NDP MPP: Ontario needs common sense rules for liquor licencing and nightlife

Trinity-Spadina MPP Rosario Marchese says Ontario needs to learn from the world’s most successful nightlife cities and update its rules concerning liquor licencing and nightlife. Marchese tabled a bill that would give municipalities the ability to develop finer-grained regulatory tools to address nightlife concerns, while reducing red tape and stress for most restaurants.

“Businesses and residents have told me the same thing: the vast majority of licenced establishments respect the rules and their neighbours,” said Marchese. “Only a tiny minority of establishments cause any concern.”
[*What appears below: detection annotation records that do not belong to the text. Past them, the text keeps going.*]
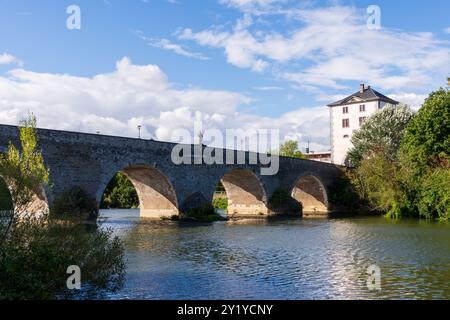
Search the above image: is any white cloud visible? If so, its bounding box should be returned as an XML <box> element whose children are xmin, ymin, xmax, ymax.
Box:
<box><xmin>0</xmin><ymin>57</ymin><xmax>329</xmax><ymax>150</ymax></box>
<box><xmin>178</xmin><ymin>5</ymin><xmax>450</xmax><ymax>93</ymax></box>
<box><xmin>0</xmin><ymin>53</ymin><xmax>22</xmax><ymax>66</ymax></box>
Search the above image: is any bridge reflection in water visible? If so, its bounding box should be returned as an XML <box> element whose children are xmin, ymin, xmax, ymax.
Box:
<box><xmin>0</xmin><ymin>125</ymin><xmax>342</xmax><ymax>218</ymax></box>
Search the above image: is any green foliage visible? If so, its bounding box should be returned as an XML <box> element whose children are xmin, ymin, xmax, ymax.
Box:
<box><xmin>184</xmin><ymin>204</ymin><xmax>224</xmax><ymax>222</ymax></box>
<box><xmin>417</xmin><ymin>160</ymin><xmax>450</xmax><ymax>220</ymax></box>
<box><xmin>213</xmin><ymin>198</ymin><xmax>228</xmax><ymax>210</ymax></box>
<box><xmin>50</xmin><ymin>187</ymin><xmax>98</xmax><ymax>221</ymax></box>
<box><xmin>0</xmin><ymin>114</ymin><xmax>49</xmax><ymax>218</ymax></box>
<box><xmin>216</xmin><ymin>181</ymin><xmax>225</xmax><ymax>192</ymax></box>
<box><xmin>0</xmin><ymin>116</ymin><xmax>125</xmax><ymax>299</ymax></box>
<box><xmin>100</xmin><ymin>172</ymin><xmax>139</xmax><ymax>209</ymax></box>
<box><xmin>401</xmin><ymin>89</ymin><xmax>450</xmax><ymax>177</ymax></box>
<box><xmin>348</xmin><ymin>106</ymin><xmax>413</xmax><ymax>167</ymax></box>
<box><xmin>269</xmin><ymin>187</ymin><xmax>302</xmax><ymax>214</ymax></box>
<box><xmin>0</xmin><ymin>178</ymin><xmax>13</xmax><ymax>211</ymax></box>
<box><xmin>0</xmin><ymin>215</ymin><xmax>125</xmax><ymax>300</ymax></box>
<box><xmin>350</xmin><ymin>89</ymin><xmax>450</xmax><ymax>220</ymax></box>
<box><xmin>275</xmin><ymin>140</ymin><xmax>306</xmax><ymax>159</ymax></box>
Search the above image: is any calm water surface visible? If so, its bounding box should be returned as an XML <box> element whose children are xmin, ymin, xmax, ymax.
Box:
<box><xmin>100</xmin><ymin>210</ymin><xmax>450</xmax><ymax>299</ymax></box>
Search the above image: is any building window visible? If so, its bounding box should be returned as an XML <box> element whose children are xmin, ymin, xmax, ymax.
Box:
<box><xmin>359</xmin><ymin>117</ymin><xmax>366</xmax><ymax>126</ymax></box>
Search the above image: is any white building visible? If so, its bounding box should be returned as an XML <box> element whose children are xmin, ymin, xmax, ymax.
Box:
<box><xmin>328</xmin><ymin>84</ymin><xmax>398</xmax><ymax>165</ymax></box>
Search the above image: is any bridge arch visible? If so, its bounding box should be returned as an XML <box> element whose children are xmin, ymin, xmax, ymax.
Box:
<box><xmin>291</xmin><ymin>173</ymin><xmax>329</xmax><ymax>215</ymax></box>
<box><xmin>102</xmin><ymin>164</ymin><xmax>179</xmax><ymax>218</ymax></box>
<box><xmin>0</xmin><ymin>176</ymin><xmax>49</xmax><ymax>215</ymax></box>
<box><xmin>0</xmin><ymin>177</ymin><xmax>14</xmax><ymax>211</ymax></box>
<box><xmin>215</xmin><ymin>169</ymin><xmax>268</xmax><ymax>216</ymax></box>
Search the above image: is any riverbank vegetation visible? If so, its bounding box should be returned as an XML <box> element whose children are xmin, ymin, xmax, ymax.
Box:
<box><xmin>0</xmin><ymin>116</ymin><xmax>125</xmax><ymax>299</ymax></box>
<box><xmin>100</xmin><ymin>172</ymin><xmax>139</xmax><ymax>209</ymax></box>
<box><xmin>347</xmin><ymin>88</ymin><xmax>450</xmax><ymax>220</ymax></box>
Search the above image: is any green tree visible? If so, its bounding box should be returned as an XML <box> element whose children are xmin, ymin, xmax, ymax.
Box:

Cities like New York, London, Berlin and Montreal use a combination of regulatory tools that are currently unavailable to municipalities in Ontario. These tools include the ability to create distinct establishment classes that are regulated differently, to regulate establishment operating hours based on location and class, and to regulate the concentration of a class of establishment within an area.

“Municipalities need common sense regulatory tools that can be focused only where the concerns are, not on all licenced establishments,” said Marchese. “Unfortunately, provincial law allows them only sledgehammers.”

While municipalities in Ontario are able to regulate almost every other type of business with similar tools, provincial barriers prevent them from regulating liquor licenced establishments under their business licencing and zoning systems. When conflicts between nightlife establishments and residents flare up, the municipality has little choice but to regulate all restaurants in the same way, regardless of whether they operate during the daytime or nighttime, or if they sell alcohol or not.

Marchese’s bill would allow municipalities to replace these broad regulatory rules with more precise tools. “An ice cream parlour should not face the same zoning restrictions as a late-night lounge,” said Marchese.

Marchese’s bill would also strengthen the legal standing of municipalities at the Alcohol and Gaming Commission of Ontario and the Licence Appeal Tribunal when determining the local “public interest” as applied under the LLA. The AGCO would also be required to notify the municipality when a licence is transferred, formalizing an existing practise between the AGCO and the City of Toronto.